Product Description

A VSC is a contractual agreement for a separately stated consideration issued by a vehicle service contract provider. VSC coverage is provided for a specific period of time/mileage to perform the repair, replacement or maintenance of a vehicle. VSCs can also be used for indemnification of repair, replacement or maintenance, for the operational or structural failure due to a defect in materials, workmanship or normal wear and tear, with or without additional provision for incidental payments (including but not limited to towing, rental and emergency road services). Ancillary products such as tire and wheel, road hazard, paintless dent repair and windshield repair are frequently sold as VSCs.

Value of Product

By making a pre-planned and budgeted purchase, the consumer’s exposure to expenses that arises from mechanical and electrical repairs can be reduced or eliminated. There are typically several levels of coverage from powertrain to “bumper to bumper” and various terms (mileage and time) to meet customer needs. VSCs are available on new or pre-owned vehicles.

Who Buys this Product?

Consumers who want the peace of mind knowing that major and minor repairs of their vehicles will be covered.

Distribution

VSCs are primarily offered to consumers by licensed automobile dealers or directly by financial institutions. VSCs are also offered through direct marketing.

How is it Regulated?

Currently, over thirty (30) states regulate VSCs. In 1995, the NAIC adopted a model act and regulations.

Consumer Protections

States require VSCs to include specific disclosures; to include a “free-look” period during which time the consumer can cancel the contract for a full refund (if there have been no claims) and a pro?rata refund after the free look period has expired.
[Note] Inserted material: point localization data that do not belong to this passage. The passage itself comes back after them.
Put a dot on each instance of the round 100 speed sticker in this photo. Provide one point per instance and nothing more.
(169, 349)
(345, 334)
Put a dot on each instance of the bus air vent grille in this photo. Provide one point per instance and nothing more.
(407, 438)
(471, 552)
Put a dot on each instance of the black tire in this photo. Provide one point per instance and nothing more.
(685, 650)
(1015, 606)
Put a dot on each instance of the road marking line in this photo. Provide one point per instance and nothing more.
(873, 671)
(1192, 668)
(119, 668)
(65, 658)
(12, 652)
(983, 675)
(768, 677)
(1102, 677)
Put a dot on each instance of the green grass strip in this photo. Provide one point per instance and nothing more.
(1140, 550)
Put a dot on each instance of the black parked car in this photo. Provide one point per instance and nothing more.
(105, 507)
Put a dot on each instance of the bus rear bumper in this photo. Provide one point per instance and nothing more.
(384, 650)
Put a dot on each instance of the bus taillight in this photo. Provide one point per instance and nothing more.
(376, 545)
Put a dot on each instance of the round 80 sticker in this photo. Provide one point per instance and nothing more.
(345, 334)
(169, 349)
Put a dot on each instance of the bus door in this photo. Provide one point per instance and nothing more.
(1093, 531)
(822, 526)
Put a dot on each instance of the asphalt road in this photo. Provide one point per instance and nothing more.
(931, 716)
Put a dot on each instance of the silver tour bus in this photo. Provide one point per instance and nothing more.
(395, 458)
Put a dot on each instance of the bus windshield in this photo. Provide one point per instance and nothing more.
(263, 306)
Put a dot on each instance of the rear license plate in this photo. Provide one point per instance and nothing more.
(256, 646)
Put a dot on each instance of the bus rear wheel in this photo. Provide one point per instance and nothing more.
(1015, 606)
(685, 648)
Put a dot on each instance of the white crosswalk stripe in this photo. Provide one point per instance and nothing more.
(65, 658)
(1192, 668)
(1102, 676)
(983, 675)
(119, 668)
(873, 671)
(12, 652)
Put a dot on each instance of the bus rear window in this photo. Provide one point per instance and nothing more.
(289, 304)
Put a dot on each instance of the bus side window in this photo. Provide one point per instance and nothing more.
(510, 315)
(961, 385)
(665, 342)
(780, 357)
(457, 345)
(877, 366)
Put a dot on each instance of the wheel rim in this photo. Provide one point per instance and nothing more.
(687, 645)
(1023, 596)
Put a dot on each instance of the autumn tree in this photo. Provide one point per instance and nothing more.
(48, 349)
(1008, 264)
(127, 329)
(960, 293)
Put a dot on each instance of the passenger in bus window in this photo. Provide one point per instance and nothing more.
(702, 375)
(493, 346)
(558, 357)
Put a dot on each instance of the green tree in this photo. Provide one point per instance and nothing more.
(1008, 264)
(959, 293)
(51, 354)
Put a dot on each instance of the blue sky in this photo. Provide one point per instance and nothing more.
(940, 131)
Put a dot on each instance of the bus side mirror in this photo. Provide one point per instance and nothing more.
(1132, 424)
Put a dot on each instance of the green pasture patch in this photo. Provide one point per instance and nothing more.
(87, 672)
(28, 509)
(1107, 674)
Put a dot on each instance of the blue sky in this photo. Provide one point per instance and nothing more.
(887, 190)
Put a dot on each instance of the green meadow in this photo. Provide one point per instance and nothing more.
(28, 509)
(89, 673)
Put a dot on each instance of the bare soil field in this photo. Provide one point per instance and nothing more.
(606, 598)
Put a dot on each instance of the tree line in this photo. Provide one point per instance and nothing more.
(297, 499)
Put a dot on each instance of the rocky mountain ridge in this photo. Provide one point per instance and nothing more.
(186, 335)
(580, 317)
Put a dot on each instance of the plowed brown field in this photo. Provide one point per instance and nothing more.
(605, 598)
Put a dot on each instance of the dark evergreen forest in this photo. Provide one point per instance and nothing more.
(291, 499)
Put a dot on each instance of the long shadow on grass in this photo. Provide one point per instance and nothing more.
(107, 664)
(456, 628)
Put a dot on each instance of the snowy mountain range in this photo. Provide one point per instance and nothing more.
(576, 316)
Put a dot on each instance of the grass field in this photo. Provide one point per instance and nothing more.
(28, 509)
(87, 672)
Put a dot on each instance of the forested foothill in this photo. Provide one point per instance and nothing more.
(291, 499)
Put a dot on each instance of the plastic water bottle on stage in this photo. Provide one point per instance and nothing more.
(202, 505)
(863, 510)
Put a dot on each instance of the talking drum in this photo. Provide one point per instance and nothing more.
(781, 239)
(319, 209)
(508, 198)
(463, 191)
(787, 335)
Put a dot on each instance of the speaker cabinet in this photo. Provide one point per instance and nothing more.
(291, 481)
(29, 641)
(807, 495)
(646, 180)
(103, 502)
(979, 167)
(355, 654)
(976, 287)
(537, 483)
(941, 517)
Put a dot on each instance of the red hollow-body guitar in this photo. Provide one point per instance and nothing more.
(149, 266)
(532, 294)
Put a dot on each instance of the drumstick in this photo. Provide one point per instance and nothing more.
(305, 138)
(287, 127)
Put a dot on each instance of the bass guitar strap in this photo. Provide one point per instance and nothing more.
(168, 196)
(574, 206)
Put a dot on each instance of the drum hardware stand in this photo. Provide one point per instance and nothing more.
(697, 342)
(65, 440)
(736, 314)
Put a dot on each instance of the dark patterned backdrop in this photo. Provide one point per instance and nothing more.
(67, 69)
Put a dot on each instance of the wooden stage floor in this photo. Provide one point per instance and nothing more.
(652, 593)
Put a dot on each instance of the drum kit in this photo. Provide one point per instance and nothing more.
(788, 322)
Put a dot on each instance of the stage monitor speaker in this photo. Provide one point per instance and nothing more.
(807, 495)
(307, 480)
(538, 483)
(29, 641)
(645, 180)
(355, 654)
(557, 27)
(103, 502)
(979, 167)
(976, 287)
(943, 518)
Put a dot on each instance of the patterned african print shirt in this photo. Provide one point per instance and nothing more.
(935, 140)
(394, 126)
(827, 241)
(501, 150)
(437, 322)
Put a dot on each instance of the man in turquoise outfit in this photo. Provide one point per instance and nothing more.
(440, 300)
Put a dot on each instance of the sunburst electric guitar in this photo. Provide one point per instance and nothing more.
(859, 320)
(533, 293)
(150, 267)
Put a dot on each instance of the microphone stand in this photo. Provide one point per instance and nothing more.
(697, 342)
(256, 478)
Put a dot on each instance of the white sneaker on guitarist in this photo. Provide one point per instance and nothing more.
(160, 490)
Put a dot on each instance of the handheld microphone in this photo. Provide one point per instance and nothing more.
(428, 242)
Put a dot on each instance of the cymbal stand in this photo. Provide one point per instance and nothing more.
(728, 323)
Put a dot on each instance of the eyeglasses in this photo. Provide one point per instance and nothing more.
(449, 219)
States impose solvency standards on service contract providers and insurers that insure them. While not insurance, many providers insure their obligations under VSCs and many states permit consumers to go direct to the insurer in the event that the provider fails to perform. Several states require that the VSC be filed and approved with the state before being offered to consumers. State and federal laws also require disclosure on the finance documents of the purchase and cost of VSCs.